From the Best of the Web:

Why'd You Listen to Us?
"An association of community-based organizations has filed a federal civil rights complaint against two of the three largest Wall Street rating firms, charging that their inflated ratings on subprime mortgage bonds disproportionately caused financial harm to African American and Latino home buyers across the country," the Los Angeles Times reports:

The complaint, filed by the National Community Reinvestment Coalition, alleges that Moody's Investors Service and Fitch Ratings enriched themselves by assigning high ratings to bonds backed by mortgages "that were designed to fail" because of "unfair payment terms and insufficient borrower income levels."
The firms "knew or should have known" that subprime loans disproportionately were marketed to minority consumers--a process known as "reverse redlining"--and that those borrowers would ultimately default and go into foreclosure at high rates, according to the coalition's complaint.
As Mickey Kaus points out (fourth item), it was groups like the plaintiffs that pressured banks to make imprudent loans to minorities in the first place. It reminds us of that joke about the definition of chutzpah: Guy murders his parents, than pleads with the bank not to foreclose on their house saying he forgot to pay the mortgage because he was so upset over being an orphan.

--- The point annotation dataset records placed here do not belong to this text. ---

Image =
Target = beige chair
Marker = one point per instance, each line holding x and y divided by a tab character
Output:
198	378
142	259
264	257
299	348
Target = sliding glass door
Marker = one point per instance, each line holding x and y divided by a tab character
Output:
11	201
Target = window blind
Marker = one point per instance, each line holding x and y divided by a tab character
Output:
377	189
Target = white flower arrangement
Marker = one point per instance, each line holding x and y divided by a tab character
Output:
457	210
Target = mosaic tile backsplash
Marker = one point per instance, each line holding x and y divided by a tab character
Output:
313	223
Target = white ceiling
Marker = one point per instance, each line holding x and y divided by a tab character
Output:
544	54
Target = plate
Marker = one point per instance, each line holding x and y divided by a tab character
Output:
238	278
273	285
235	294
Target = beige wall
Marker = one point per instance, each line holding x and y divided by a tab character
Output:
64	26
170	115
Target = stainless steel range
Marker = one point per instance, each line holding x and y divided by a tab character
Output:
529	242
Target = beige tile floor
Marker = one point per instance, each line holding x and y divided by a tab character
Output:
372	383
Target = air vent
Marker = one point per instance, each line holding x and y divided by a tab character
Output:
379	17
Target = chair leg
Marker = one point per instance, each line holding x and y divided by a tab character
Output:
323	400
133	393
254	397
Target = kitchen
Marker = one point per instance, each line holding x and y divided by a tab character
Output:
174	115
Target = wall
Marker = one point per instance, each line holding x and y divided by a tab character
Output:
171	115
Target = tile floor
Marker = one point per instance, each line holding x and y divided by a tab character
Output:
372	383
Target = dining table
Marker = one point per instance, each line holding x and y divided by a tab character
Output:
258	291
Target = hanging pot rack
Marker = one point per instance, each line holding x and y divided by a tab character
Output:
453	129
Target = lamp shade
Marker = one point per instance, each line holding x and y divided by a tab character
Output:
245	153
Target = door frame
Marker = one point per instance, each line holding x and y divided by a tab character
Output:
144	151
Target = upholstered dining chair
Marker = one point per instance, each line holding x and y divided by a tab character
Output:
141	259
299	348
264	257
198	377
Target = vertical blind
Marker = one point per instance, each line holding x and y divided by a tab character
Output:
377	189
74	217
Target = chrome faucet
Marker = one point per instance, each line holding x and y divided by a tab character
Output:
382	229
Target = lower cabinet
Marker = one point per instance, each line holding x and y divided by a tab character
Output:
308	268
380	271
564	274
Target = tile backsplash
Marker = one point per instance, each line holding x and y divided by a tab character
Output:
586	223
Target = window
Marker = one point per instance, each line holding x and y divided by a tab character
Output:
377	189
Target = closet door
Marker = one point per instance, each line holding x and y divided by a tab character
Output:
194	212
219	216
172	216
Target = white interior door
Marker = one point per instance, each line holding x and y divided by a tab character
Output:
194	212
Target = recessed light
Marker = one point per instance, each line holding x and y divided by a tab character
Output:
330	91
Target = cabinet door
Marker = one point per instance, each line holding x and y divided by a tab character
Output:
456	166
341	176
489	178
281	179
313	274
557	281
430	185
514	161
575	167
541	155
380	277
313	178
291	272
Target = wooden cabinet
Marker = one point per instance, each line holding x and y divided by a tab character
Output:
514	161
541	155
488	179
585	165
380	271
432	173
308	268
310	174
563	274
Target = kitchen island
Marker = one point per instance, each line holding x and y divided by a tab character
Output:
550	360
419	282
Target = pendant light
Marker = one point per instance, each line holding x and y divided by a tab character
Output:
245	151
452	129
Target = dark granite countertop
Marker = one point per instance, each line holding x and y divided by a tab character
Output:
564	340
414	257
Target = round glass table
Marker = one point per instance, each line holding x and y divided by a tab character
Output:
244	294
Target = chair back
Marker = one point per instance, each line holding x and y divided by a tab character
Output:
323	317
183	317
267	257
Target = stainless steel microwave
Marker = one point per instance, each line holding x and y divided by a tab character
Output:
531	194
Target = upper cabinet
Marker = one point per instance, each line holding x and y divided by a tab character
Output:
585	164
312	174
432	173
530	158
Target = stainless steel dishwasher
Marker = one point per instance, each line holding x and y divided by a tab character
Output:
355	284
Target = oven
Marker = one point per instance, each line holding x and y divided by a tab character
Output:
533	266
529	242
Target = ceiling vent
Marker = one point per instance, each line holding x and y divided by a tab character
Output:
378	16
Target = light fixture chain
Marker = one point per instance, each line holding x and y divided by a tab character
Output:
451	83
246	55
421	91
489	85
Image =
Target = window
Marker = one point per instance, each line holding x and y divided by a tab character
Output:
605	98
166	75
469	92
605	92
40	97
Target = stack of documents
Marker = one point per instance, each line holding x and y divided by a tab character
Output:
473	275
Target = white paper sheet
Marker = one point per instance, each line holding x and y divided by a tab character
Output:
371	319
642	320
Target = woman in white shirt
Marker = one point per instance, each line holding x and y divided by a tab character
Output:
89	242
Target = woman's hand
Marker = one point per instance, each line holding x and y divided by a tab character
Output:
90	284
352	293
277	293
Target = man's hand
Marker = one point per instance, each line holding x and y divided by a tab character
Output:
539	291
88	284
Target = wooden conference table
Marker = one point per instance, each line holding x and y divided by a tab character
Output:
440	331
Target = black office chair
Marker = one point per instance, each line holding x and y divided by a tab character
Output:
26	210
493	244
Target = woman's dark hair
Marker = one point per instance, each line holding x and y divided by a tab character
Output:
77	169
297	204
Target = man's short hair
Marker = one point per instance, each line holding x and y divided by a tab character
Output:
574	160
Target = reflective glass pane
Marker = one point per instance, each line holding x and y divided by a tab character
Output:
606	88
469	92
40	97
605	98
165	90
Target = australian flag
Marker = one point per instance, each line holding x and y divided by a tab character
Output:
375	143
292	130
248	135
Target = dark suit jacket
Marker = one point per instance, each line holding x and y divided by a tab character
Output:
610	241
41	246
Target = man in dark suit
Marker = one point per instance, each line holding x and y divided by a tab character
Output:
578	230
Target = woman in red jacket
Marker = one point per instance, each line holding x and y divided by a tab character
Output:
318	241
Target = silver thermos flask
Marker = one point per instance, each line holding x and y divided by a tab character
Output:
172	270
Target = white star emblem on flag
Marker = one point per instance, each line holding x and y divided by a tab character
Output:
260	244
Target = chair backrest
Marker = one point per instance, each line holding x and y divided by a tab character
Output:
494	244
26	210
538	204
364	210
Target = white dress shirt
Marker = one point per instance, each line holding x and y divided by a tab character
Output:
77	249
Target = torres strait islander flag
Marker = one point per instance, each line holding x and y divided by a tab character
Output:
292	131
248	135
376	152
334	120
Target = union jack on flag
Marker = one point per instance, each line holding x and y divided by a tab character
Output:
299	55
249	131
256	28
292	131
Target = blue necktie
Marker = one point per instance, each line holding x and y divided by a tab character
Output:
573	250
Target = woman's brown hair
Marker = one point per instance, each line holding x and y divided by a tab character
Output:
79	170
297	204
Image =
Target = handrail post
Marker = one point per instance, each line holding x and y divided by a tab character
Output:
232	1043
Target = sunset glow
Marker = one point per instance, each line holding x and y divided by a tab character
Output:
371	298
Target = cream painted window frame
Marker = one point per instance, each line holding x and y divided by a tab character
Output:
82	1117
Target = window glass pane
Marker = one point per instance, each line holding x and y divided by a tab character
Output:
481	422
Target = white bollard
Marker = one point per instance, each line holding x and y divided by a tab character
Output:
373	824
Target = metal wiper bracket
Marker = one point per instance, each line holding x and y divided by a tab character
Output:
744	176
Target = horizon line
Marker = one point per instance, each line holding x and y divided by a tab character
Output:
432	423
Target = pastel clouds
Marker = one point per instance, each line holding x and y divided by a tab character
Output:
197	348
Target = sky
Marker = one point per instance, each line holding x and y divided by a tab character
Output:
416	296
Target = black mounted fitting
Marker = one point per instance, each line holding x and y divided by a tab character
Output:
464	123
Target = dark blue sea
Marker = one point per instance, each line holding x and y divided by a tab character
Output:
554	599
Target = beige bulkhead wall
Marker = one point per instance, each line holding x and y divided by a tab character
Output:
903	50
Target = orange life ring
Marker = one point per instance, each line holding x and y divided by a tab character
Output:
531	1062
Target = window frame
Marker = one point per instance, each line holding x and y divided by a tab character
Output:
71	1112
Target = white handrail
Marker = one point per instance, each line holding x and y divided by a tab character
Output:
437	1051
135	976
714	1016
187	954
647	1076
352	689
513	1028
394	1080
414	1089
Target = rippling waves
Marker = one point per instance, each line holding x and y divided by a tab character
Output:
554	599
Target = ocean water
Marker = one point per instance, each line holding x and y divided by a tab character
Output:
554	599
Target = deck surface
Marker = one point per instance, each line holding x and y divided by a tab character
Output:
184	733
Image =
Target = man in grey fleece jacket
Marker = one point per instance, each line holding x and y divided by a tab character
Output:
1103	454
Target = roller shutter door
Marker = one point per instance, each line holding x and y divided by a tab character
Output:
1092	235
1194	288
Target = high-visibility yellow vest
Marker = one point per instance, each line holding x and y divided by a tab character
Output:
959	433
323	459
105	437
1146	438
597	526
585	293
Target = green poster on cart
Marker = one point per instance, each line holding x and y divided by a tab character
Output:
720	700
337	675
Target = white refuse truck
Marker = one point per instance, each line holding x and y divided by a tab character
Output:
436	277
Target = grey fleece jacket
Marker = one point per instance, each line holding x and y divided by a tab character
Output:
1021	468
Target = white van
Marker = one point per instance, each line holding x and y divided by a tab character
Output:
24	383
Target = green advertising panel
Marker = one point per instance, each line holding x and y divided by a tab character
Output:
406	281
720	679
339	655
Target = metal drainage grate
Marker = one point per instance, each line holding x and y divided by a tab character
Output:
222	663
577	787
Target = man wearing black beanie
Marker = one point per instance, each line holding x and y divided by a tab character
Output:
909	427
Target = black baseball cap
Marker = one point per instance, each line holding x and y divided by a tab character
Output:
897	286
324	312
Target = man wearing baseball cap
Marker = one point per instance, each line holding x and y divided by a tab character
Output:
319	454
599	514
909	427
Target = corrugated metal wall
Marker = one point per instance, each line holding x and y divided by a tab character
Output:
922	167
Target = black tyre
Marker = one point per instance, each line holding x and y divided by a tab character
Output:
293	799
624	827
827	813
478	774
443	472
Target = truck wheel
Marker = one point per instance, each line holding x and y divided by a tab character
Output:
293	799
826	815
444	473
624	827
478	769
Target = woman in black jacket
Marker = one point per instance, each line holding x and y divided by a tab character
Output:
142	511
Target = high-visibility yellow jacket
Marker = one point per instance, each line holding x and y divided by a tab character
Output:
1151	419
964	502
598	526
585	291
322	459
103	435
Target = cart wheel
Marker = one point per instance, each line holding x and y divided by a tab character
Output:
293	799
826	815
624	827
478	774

Whats particularly interesting about this is that it proves what conservatives have been saying about the sub-prime crisis all along: it was the lending practices that resulted from the Community Redevelopment Act and government policies that forced banks to lower lending standards that are at the root of the worldwide financial panic. The Left is admitting it was not "deregulation" but specific government "regulation" that is the cause of the mess we are in.